The perceived State Department wisdom that they were fools who lost their bearings is not without merit. That sort of thing happens regularly, especially when people go trekking, or climbing, in some of the globe’s most mountainous regions. In this instance, the region was mountainous and, as the story goes, they were based in Suleymaniyeh, a Kurdish city near Iran’s border. On the day of their arrest, Bauer, Shourd and Fattal, went hiking along narrow trails while Meckfessel remained in bed nursing an upset stomach. He later told friends his companions went off to visit a famed waterfall on the advice of locals. He next heard from them in a phone call in which they said they were surrounded by Iranian guards. He reckoned they had been given the wrong directions to the waterfall and had accidentally strayed into Iranian territory. If that is true, Bauer was the most reckless of his companions since his website credited him with extensive knowledge of the Middle East. Here is what he had to say about himself:
“Shane Bauer is a freelance journalist and photographer based in the Middle East. A fluent speaker of Arabic, his work has largely focused on the Middle East and North Africa, where he has spent the past six years.”

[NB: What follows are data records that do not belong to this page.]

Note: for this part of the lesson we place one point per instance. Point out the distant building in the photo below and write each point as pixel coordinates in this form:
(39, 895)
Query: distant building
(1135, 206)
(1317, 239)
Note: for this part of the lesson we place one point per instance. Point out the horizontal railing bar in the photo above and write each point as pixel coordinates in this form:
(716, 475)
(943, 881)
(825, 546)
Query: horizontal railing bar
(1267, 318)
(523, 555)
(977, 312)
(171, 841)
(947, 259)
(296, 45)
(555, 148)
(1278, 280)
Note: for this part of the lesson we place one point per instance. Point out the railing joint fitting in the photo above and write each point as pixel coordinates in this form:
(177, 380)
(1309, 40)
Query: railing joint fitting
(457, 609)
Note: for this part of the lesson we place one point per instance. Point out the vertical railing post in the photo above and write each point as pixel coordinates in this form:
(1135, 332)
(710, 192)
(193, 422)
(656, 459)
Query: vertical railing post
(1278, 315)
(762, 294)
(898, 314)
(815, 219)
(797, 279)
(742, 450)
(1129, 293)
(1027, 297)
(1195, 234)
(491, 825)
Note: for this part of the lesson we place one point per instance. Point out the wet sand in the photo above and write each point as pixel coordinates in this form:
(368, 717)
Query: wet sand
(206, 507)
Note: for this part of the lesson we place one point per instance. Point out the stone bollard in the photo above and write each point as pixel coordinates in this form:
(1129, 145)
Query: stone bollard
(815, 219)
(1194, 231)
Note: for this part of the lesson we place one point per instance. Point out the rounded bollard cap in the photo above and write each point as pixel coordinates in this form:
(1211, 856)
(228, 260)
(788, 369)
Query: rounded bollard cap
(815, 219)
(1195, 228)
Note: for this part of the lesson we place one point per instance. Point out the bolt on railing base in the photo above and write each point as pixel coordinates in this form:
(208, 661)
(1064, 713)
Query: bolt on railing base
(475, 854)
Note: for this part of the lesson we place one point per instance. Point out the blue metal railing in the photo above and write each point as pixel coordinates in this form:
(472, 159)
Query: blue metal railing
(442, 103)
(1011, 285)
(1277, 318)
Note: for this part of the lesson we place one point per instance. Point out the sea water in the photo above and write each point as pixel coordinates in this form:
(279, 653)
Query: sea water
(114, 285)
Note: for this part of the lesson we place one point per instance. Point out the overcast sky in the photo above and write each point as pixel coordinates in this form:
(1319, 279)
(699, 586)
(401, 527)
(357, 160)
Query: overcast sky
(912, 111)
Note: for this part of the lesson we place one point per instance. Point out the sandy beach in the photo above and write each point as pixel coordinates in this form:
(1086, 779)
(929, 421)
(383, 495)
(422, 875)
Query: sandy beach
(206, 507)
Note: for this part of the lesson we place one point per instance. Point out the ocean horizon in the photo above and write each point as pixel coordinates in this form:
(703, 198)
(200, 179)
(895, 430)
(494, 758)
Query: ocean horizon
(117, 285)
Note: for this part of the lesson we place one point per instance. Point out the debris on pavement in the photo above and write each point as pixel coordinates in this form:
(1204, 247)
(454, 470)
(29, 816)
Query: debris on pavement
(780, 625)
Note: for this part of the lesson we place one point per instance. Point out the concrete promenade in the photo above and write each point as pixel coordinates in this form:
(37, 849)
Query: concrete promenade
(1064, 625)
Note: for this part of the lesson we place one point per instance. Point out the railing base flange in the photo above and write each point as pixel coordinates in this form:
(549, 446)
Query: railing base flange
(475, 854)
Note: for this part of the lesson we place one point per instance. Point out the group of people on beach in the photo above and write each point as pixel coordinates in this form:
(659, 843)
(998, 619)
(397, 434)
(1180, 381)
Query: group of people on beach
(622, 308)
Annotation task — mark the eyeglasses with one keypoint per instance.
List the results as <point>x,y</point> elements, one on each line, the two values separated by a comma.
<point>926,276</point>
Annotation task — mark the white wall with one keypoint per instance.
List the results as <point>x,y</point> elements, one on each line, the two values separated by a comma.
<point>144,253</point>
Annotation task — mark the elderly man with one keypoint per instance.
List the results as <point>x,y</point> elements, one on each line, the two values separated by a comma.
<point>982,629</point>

Bauer went on to claim his works were published in the U.S., U.K., Middle East and Canada in outlets including the LA Times, New American Media, San Francisco Chronicle, Christian Science Monitor, The Nation and Le Monde. His girlfriend, Sarah Shourd, was listed on another website as a “teacher-activist based in the Middle East.”
If an Iranian journalist with Bauer’s experience was caught wandering in Arizona, or in Israel near the border with Lebanon, a claim he was sightseeing would be regarded with skepticism. Nevertheless, it is entirely conceivable he and his friends were foolish in the extreme. On the other hand, if all or any of them was a spy, it does not auger well for the CIA or any other U.S. intelligence outfit because of the sheer amateurish quality of the affair.
Assuming they were fools and not spies, their sightseeing exploits have created problems for Washington, which does not have a diplomatic presence in Iran. If one takes seriously some of the rhetoric emanating from Teheran, the Iranian leadership will use the Americans as pawns in a bartering game. Iran has released a list of 11 of its citizens it claims are being held by the U.S. One is a nuclear scientist, who vanished while visiting Mecca. According to Iran, three more of its citizens linked to its nuclear industry were abducted in Europe and flown secretly to the U.S. It is in that context Iran may seek to exchange its captives for Iranians it claims are being held by the U.S.